And what about Iran?

What does the election of a hard-line conservative president augur for U.S.-Iran relations?

Published June 27, 2005 8:45PM (EDT)

Now that religious conservative Mahmoud Ahmadinejad has captured the presidency of Iran, questions turn immediately to Iran's nuclear ambitions and how the election result will affect U.S.-Iran relations. At first glance, the future doesn't look bright. Secretary of Defense Donald Rumsfeld told "Fox News Sunday" that Ahmadinejad was the beneficiary of a "mock election" played out by Iran's ruling clerics. Rumsfeld said of the winner: "He is no friend of democracy. He is no friend of freedom."

The man Ahmadinejad beat, former president Akbar Hashemi Rafsanjani, claims he was the victim of election fraud, an allegation backed up by an official in the Interior Ministry. But others say that Ahmadinejad, the 49-year-old mayor of Tehran, defeated his opponent in the runoff Friday by appealing to working-class and poor Iranians, promising to improve the economy and vowing to fight corruption, particularly in the oil industry. Election commentary indicates Rafsanjani, who had pledged to continue the political reforms of the past decade, was viewed as elitist and out of touch with the day-to-day life of ordinary Iranians. The Times quoted the blog of an adviser to Khatami who claimed the reformers lost the election in part because "we focused our attention on elites and forgot the ordinary people who are trying to get their daily bread."

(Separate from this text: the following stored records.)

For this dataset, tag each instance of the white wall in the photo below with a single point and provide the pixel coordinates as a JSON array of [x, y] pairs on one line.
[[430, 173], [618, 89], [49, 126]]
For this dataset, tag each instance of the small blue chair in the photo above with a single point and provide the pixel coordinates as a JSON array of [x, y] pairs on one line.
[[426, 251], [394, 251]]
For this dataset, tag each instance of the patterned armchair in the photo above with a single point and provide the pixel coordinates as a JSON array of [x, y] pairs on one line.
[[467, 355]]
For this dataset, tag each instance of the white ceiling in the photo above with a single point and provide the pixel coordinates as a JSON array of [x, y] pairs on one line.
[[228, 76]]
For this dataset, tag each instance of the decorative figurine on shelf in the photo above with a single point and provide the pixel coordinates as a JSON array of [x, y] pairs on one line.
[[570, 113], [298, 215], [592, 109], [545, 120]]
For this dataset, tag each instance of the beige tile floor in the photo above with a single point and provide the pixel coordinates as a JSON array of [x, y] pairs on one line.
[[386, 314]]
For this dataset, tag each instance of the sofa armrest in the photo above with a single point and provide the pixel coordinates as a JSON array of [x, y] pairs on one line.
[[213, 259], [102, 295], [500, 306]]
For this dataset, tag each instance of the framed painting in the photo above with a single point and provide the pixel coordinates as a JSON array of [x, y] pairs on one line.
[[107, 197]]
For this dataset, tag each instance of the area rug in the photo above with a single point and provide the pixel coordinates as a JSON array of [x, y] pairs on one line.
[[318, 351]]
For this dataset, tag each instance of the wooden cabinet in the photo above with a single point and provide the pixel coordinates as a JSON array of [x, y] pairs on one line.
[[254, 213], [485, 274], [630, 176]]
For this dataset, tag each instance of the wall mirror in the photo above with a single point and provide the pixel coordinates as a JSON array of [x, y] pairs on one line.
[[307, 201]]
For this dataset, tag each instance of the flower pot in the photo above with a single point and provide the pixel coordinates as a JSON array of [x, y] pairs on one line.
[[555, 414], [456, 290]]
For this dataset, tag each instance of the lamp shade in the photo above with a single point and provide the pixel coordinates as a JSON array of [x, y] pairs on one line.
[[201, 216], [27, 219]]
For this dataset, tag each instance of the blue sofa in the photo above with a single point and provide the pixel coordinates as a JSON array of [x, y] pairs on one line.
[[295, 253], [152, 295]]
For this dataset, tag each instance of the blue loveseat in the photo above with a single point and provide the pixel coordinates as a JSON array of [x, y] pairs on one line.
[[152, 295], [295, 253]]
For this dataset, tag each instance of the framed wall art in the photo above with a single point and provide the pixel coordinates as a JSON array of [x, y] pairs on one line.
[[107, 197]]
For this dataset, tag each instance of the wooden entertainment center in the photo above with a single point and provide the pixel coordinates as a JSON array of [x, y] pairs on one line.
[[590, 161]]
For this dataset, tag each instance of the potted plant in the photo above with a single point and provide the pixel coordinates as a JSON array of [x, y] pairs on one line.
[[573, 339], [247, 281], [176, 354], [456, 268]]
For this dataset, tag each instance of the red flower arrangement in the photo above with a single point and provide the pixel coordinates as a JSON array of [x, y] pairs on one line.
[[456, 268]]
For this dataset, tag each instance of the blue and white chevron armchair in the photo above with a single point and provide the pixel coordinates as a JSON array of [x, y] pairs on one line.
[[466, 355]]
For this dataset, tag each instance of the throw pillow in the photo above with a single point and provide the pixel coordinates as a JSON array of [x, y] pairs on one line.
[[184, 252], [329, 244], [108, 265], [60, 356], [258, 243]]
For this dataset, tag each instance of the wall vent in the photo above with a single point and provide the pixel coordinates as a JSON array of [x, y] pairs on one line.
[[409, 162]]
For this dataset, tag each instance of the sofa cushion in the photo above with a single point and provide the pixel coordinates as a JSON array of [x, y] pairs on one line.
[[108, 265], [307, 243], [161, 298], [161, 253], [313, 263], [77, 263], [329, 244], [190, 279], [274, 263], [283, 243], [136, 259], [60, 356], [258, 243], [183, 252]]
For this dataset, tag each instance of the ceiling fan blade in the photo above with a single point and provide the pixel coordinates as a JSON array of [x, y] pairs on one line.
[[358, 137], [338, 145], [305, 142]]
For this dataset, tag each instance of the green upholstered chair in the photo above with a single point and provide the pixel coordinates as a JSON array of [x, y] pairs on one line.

Although Ahmadinejad said Sunday that his government would eschew extremism and pursue a policy of moderation, he also said that Iran has "no significant need" for a relationship with the United States. He also said that he plans to revive Iran's nuclear development program, which his predecessor, Mohammad Khatami, froze as part of his negotiations with members of the European Union.

Ahmadinejad said that Iran's nuclear program has only peaceful purposes, but others aren't so sure. And some -- like journalist Seymour Hersh and former U.N. weapons inspector Scott Ritter -- say the United States is already ramping up to take action if Iran goes nuclear. Hersh reported earlier this year that U.S. covert operations have been taking place inside Iran since last summer. And Ritter charges that an American invasion of Iran is a fait accompli, alleging that the U.S. military is busy establishing a base of operations for that invasion in Azerbaijan.

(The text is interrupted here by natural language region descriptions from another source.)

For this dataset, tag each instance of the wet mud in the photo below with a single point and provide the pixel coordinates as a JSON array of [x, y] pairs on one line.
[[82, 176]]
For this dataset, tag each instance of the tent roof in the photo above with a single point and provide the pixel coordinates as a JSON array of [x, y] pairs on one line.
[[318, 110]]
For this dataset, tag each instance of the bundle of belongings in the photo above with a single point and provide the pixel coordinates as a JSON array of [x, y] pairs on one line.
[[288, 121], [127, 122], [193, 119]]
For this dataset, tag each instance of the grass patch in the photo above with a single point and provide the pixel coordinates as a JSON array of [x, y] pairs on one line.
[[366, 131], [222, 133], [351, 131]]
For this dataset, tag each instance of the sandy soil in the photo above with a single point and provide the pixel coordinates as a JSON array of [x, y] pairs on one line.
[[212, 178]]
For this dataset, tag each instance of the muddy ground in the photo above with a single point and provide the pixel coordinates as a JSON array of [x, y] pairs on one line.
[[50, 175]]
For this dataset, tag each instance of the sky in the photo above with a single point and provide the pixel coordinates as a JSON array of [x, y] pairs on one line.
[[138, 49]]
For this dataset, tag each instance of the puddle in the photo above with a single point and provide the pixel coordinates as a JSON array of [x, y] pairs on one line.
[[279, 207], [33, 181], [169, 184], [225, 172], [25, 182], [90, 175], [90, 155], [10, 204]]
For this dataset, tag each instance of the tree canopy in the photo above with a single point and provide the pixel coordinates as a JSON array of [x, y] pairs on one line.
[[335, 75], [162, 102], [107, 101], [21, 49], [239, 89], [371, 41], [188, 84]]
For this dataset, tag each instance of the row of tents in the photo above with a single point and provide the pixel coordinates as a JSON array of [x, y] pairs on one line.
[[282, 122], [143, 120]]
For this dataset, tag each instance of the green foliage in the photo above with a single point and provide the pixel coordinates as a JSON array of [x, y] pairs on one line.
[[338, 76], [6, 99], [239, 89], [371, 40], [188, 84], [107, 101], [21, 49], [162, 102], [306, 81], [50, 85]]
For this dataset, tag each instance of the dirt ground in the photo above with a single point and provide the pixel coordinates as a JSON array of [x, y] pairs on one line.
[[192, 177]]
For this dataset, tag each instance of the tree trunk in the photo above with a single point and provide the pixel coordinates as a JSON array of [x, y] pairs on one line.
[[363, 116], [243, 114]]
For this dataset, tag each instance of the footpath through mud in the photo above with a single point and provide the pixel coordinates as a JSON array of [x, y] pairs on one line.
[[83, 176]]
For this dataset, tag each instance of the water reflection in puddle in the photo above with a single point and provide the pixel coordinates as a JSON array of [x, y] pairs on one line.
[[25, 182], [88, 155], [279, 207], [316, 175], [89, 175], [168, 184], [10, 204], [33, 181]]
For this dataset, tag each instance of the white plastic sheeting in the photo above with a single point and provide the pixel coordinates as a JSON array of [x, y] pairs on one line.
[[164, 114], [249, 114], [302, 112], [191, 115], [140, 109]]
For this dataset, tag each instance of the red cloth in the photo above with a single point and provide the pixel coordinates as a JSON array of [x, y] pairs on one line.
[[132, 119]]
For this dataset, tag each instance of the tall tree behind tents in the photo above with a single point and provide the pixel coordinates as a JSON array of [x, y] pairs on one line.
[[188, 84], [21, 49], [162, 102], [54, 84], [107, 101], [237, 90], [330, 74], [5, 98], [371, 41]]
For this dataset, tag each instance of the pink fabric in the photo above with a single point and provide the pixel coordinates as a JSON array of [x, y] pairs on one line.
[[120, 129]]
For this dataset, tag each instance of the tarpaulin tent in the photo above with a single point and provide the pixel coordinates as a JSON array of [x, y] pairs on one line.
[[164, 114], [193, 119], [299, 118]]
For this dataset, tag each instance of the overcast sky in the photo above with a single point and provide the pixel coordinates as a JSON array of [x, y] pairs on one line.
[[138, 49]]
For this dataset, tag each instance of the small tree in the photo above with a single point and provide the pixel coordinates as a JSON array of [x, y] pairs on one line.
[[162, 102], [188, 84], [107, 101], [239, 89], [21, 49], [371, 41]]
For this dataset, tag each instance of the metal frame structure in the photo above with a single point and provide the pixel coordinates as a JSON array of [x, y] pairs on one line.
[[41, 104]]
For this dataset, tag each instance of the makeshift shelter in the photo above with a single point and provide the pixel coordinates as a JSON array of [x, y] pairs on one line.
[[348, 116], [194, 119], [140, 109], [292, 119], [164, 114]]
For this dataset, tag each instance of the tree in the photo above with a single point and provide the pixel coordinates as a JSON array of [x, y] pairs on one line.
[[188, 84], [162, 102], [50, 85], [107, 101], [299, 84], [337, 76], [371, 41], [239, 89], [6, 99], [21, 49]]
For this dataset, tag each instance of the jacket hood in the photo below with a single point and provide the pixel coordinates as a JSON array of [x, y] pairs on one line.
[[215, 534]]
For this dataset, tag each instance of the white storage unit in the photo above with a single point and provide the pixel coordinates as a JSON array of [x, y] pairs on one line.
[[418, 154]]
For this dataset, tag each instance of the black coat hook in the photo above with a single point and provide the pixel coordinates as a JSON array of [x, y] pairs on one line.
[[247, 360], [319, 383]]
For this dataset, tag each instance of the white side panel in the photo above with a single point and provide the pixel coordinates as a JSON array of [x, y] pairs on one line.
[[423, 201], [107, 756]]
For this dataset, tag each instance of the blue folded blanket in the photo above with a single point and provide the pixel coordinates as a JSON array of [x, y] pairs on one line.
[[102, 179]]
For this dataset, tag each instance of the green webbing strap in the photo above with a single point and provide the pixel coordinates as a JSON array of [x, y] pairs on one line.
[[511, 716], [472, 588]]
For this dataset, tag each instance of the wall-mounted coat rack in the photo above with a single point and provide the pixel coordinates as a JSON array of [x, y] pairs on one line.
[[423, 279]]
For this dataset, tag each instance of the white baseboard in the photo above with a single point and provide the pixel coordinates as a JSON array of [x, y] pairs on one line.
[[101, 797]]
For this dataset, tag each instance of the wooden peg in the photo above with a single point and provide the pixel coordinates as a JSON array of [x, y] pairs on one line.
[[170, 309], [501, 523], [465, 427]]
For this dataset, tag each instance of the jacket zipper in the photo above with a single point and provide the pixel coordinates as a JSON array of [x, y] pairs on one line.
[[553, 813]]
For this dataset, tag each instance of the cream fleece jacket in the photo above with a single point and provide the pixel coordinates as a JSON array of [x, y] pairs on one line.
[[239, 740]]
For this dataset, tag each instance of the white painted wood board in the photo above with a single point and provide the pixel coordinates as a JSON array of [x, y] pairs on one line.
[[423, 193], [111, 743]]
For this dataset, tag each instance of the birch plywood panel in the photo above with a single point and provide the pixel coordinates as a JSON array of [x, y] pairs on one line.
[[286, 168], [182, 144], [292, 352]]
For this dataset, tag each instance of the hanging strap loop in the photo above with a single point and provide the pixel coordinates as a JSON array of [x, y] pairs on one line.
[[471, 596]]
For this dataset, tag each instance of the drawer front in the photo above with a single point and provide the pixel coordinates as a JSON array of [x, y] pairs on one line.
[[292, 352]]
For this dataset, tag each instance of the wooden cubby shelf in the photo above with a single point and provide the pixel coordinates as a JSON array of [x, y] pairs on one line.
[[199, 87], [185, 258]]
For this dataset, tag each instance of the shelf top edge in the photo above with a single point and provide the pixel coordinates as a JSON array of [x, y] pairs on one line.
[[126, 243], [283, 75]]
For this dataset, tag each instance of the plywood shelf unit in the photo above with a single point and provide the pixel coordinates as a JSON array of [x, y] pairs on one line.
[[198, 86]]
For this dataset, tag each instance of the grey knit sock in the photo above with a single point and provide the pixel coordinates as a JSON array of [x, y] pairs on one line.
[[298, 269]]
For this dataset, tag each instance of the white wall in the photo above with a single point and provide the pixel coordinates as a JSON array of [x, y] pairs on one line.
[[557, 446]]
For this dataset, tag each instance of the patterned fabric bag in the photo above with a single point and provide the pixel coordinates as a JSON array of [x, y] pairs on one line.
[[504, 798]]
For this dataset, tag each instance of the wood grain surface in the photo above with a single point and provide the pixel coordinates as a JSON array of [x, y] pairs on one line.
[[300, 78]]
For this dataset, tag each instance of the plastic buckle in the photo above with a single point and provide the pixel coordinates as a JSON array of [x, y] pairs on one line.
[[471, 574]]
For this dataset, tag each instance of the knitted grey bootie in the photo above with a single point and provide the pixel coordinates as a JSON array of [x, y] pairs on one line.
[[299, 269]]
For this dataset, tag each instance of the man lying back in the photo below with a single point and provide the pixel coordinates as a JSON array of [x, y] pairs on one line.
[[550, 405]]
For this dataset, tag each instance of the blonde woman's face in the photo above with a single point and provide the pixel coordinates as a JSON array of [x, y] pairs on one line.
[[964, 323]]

But it's difficult to imagine how the Bush administration could pull off such an invasion either militarily or politically, given what's happening in Iraq. With American troops in Iraq bogged down and beleaguered, it seems the most that the U.S. could hope to accomplish against Iran militarily would be air strikes against its nuclear and military infrastructure. And what then?

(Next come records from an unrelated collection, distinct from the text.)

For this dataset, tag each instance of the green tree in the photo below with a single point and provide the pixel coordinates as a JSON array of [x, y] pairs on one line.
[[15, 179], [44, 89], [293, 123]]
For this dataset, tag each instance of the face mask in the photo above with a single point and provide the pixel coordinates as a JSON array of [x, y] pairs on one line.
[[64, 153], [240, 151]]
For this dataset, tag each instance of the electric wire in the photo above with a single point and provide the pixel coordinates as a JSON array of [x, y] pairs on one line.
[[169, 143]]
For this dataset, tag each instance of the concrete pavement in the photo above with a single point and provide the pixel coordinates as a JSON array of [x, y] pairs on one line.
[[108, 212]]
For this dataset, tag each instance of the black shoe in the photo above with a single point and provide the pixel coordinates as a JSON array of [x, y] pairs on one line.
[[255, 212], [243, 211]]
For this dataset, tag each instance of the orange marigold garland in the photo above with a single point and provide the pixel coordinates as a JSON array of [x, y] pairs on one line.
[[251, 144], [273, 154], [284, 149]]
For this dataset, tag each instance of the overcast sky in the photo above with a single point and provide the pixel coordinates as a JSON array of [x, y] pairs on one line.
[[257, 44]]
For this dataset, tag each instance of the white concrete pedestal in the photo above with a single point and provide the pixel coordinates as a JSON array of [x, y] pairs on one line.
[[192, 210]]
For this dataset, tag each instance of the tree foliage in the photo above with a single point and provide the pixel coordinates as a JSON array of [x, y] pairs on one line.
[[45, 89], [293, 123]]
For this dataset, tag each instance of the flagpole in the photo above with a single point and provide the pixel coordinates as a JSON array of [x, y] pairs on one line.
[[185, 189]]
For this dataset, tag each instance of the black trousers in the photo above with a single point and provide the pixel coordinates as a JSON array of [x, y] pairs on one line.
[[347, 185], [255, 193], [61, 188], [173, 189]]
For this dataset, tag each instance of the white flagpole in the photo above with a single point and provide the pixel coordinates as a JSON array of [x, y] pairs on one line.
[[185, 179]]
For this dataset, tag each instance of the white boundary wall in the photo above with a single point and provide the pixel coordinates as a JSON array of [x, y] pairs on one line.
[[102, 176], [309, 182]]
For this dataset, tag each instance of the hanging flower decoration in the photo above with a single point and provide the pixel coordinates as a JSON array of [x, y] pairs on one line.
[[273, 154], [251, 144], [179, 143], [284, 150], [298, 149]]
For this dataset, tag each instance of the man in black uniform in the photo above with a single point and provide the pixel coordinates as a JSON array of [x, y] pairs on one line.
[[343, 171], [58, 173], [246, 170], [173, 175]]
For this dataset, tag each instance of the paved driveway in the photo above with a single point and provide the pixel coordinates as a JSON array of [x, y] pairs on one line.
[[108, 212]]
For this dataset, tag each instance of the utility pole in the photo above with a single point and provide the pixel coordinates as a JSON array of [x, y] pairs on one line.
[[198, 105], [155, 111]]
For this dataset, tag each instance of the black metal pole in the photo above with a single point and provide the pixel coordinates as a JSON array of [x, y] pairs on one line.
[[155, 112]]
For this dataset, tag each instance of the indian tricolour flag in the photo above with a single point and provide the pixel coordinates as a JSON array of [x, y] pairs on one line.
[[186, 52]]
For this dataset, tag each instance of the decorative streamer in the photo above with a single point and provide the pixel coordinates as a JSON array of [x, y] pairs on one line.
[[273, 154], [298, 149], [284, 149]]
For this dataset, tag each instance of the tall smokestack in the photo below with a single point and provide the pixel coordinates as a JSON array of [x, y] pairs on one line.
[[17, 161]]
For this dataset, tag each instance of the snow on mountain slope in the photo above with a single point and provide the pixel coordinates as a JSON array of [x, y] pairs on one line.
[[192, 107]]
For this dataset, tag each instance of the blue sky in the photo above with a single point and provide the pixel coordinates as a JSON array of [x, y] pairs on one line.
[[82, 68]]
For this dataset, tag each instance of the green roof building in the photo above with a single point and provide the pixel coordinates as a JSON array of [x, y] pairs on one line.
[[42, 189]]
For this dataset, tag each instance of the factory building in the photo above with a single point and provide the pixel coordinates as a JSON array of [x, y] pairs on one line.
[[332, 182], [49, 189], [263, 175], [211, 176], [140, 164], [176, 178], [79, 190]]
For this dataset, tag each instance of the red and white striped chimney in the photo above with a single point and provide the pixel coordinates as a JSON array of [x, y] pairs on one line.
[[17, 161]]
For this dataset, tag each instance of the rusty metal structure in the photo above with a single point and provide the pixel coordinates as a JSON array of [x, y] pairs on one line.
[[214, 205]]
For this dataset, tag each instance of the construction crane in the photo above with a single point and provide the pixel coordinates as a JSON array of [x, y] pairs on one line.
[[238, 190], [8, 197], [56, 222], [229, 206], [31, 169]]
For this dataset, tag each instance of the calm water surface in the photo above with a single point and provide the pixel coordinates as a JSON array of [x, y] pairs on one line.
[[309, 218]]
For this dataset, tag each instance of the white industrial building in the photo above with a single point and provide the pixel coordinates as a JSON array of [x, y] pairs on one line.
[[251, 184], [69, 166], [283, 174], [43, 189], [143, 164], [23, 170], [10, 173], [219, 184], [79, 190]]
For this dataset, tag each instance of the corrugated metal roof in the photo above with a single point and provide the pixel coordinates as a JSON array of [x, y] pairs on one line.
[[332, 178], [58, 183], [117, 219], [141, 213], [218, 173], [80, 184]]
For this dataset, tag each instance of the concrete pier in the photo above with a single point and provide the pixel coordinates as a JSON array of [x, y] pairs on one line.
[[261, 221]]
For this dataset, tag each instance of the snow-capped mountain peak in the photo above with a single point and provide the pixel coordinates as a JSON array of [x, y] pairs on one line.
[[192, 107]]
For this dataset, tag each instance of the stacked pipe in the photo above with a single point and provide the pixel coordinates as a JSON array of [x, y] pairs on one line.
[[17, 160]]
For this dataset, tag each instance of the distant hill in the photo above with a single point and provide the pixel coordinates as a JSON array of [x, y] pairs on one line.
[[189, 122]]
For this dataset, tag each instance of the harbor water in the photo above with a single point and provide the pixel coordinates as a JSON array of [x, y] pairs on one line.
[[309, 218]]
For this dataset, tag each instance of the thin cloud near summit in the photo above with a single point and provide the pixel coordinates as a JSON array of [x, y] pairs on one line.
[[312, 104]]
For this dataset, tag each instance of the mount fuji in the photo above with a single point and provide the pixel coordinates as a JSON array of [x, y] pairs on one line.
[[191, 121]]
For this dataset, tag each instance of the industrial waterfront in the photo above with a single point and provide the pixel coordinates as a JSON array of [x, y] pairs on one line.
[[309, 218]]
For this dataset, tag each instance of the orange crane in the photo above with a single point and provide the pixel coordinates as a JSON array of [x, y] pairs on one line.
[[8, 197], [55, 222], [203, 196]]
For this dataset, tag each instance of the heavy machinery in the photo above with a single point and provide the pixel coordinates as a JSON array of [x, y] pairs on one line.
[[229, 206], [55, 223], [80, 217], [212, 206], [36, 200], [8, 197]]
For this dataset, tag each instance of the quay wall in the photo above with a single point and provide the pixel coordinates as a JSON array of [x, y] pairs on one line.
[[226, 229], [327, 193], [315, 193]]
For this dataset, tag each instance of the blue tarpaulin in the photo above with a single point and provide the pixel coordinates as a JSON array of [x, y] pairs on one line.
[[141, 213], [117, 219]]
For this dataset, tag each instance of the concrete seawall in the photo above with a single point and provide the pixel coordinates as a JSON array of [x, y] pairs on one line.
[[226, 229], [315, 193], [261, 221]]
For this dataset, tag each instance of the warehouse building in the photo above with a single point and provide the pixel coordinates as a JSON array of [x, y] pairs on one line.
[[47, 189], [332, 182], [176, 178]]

Making the talk-show rounds Sunday, Rumsfeld assured Tim Russert that going to war is always "your absolute last choice." But this is the same man, of course, who, according to former counter-terrorism adviser Richard Clarke, wanted go to war against Iraq, not Afghanistan, in the wake of 9/11 because there were "lots of good targets" there. He was right about that, or at least he is now: 138,000 U.S. troops are currently serving as targets for the Iraqi insurgency. Will Americans feeling increasingly betrayed on Iraq allow the administration -- no matter how justified -- to create another "target-rich environment" in Iran?


By Aaron Kinney

Aaron Kinney is a writer in San Francisco. He has a blog.